Even with the slower flash drives, if you put enough of them together, you can get pretty surprising write and read performance out of them in a RAID configuration.

To build the USB flash drive RAID array, plug as many flash drives as you have on hand into a USB hub. It’s best if the flash drives are the same size, speed and manufacturer, but it’s not a requirement.

You can use the RAID Assistant built in to all versions of the Mac OS (except OS X El Capitan), or you can use SoftRAID or SoftRAID Lite to create the RAID 0 array.

Even this modest three flash drive RAID set achieved write speeds of 70 MB/s and read speeds of 240 MB/s. Not bad for scrounging together some leftover parts. Screen shot © Coyote Moon, Inc.

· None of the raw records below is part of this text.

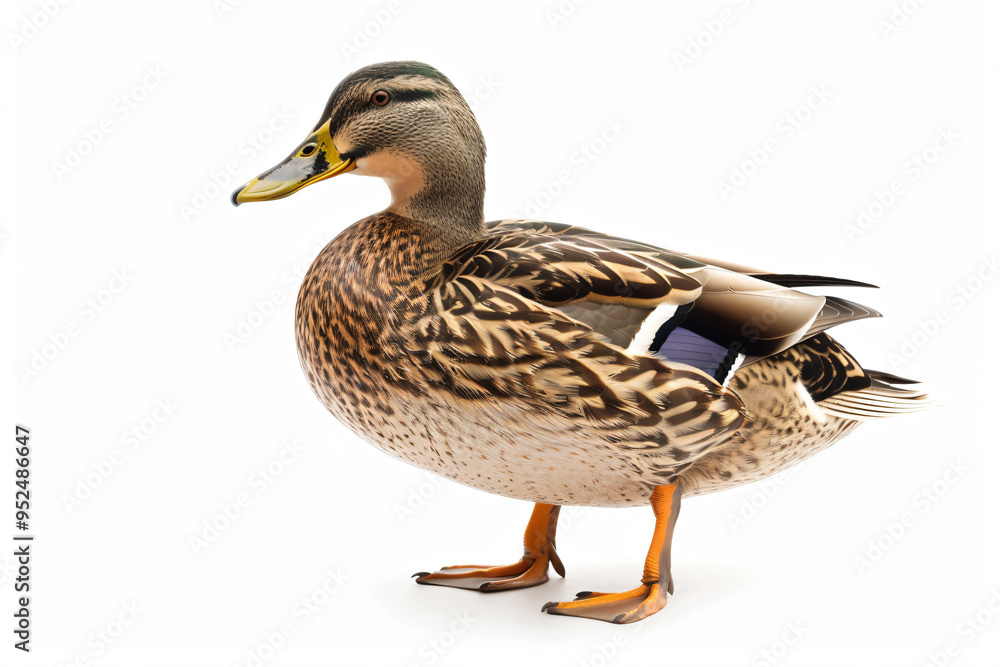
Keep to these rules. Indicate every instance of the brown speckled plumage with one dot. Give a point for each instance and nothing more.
(547, 362)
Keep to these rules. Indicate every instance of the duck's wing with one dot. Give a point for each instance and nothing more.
(500, 350)
(711, 315)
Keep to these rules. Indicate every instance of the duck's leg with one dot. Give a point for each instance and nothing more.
(531, 570)
(651, 595)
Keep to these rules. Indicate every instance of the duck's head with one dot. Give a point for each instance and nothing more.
(402, 121)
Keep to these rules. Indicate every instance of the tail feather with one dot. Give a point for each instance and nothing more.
(877, 402)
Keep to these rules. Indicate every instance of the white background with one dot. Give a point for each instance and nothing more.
(543, 88)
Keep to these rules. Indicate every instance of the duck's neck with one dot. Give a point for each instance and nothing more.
(445, 193)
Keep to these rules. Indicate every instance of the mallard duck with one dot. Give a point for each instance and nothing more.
(548, 362)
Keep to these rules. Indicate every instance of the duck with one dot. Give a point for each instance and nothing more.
(548, 362)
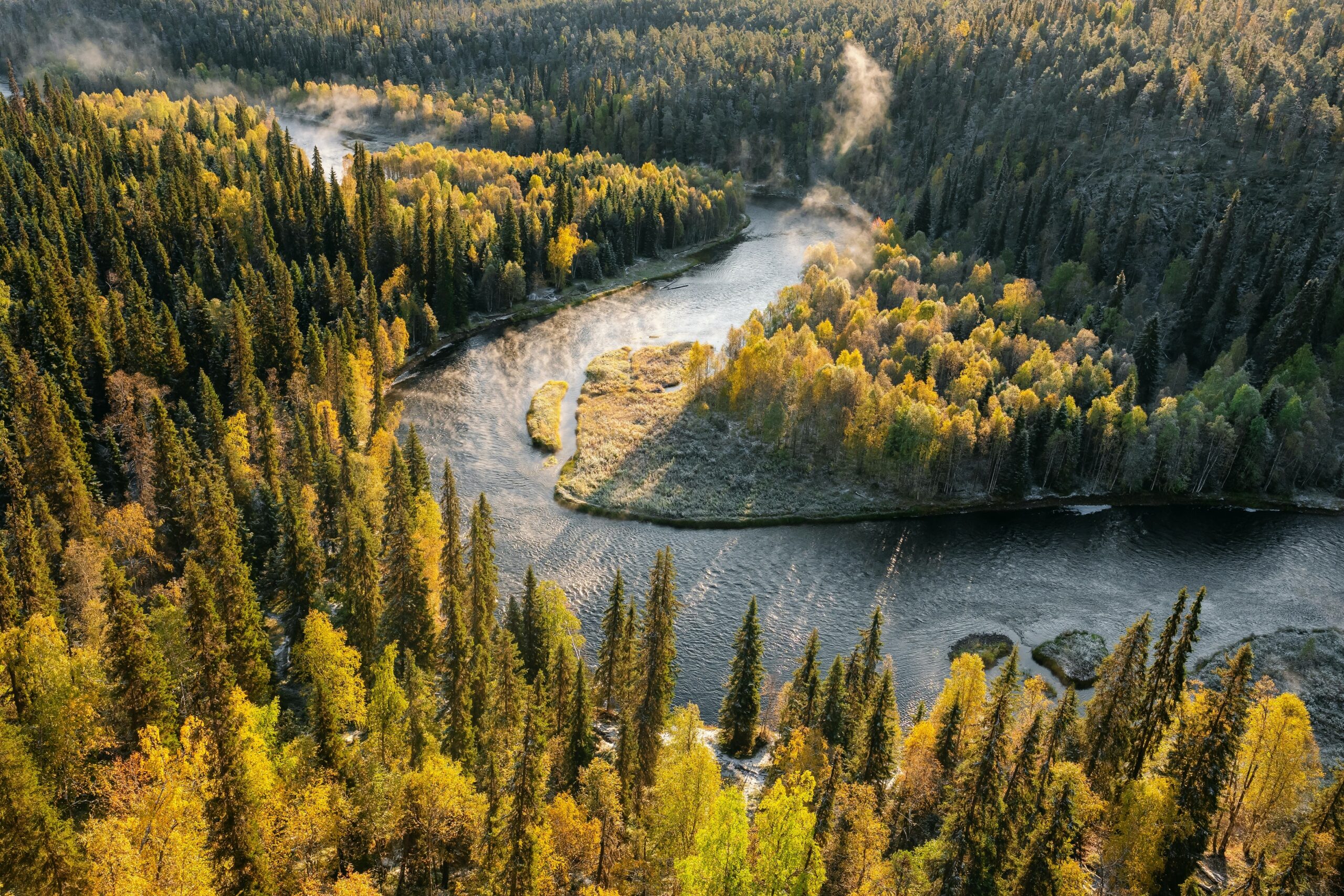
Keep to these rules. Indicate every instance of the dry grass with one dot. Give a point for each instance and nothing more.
(543, 416)
(649, 448)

You can use your USB flash-based RAID array for just about anything you would use a normal external RAID for, but these two uses may be of interest:

As an old-fashioned secure data storage system: Data stored on the flash array is effectively divided between the flash drives that make up the array. Split those drives apart and store them separately and the data on them can’t be reconstructed. Bring all of the flash drives back together and you can access the information they contain. For even more security, you can encrypt the array using the FileVault encryption options built into your Mac.

As a fast array for scratch space for graphics, audio, or video apps: Be a bit careful here, because if you’re using low-cost flash drives, the write speed may be a bit low for this type of use. On the other hand, the read speed is probably quite good.

As with any RAID 0 storage system, there’s a danger of data loss should one of the drives fail or is lost, so be sure to use a backup system if you plan to use this RAID array beyond just trying out the idea.